A 2023 study by researchers at the University of Texas in Austin makes a convincing case that “contemporaneous fertility rates are, essentially, quantitatively irrelevant to our climate future.” According to the study’s findings, the difference in long-run temperature rise between population stabilisation and the UN’s population decline scenarios, over the next two centuries—given our current climate policies—is very small (4.22°C vs 4.27°C by 2200 respectively).

In addition, the relationship between population and emissions numbers is far from linear. Two of the world’s largest sources of greenhouse emissions—the US and China—both have fertility rates below replacement levels. Meanwhile India, with its growing population, still counts for 1/8th the amount of per capita emissions that the US does. Affluence, technology and policy all have a much greater impact on climate mitigation than the number of people on the planet.

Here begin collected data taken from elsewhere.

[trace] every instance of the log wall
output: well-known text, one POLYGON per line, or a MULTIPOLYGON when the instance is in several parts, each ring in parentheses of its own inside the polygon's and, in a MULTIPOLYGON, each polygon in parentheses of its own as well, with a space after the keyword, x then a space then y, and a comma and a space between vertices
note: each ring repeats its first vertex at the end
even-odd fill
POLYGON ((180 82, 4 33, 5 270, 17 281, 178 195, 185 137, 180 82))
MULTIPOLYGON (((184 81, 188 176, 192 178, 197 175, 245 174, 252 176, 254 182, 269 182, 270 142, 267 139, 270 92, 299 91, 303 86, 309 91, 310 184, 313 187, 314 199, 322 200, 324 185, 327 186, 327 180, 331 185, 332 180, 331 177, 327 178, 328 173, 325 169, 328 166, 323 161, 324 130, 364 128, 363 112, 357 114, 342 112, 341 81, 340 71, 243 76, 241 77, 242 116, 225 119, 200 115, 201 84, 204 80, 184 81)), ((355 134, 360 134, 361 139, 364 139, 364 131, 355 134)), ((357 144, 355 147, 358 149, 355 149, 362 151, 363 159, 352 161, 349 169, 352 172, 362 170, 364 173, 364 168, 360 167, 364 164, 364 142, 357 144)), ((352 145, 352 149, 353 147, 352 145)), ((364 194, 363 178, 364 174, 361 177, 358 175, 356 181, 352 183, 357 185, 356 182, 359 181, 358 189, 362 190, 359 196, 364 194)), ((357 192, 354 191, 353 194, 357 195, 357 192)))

“Globally, the top 1% of the population by income, emits about 101 tonnes of CO2 equivalent per year on a per capita basis, while the bottom 50% emits 1.4 tonnes,” says Avantika Goswami, a climate policy researcher at the Centre for Science and Environment. “Private jets and the growing use of SUVs are some of the biggest contributors to emissions of the rich, which large sections of the population in the Global South do not have access to.”

In fact, a 2023 article published by London’s Centre for Economic Policy Research (CEPR) argues that a declining population may actually hinder attempts at fighting climate change by increasing resource scarcity. Given our current economic model, their counter-intuitive argument goes, a declining population means more ageing, non-productive dependents and less labour available for research and development, leading to greater reliance on resource-dependent production, especially in agriculture.

Whether or not you agree with that idea—and many don’t—the consensus seems to be that population numbers are a lot less relevant to the climate change fight than other factors, such as intergovernmental cooperation, managing global conflict, technological investment, and low carbon development policies. This doesn’t mean, of course, that population numbers are entirely irrelevant.

“When it comes to climate change, population matters tremendously because demand will increase from coal, to food to roads,” says Mridula Ramesh, founder of the Sundaram Climate Institute and author of The Climate Solution – India’s Climate Change Crisis and What We Can Do About It. “This demand has to be met with supply which causes emissions, resource depletion, pressure on forests etc.”

But, as Ramesh argues, the more important factor is how we choose to meet that demand. “Rather than population per se, it is about how one meets the increased demand—how efficiently one makes stuff, how much recycled content goes in, and how one respects the environment in making the stuff.”

“It’s a spectrum. The optimistic point of view is that [population] doesn’t matter at all. The pessimistic point of view is that we’re doomed. I think the truth lies somewhere in the middle, probably closer to the optimist perspective.”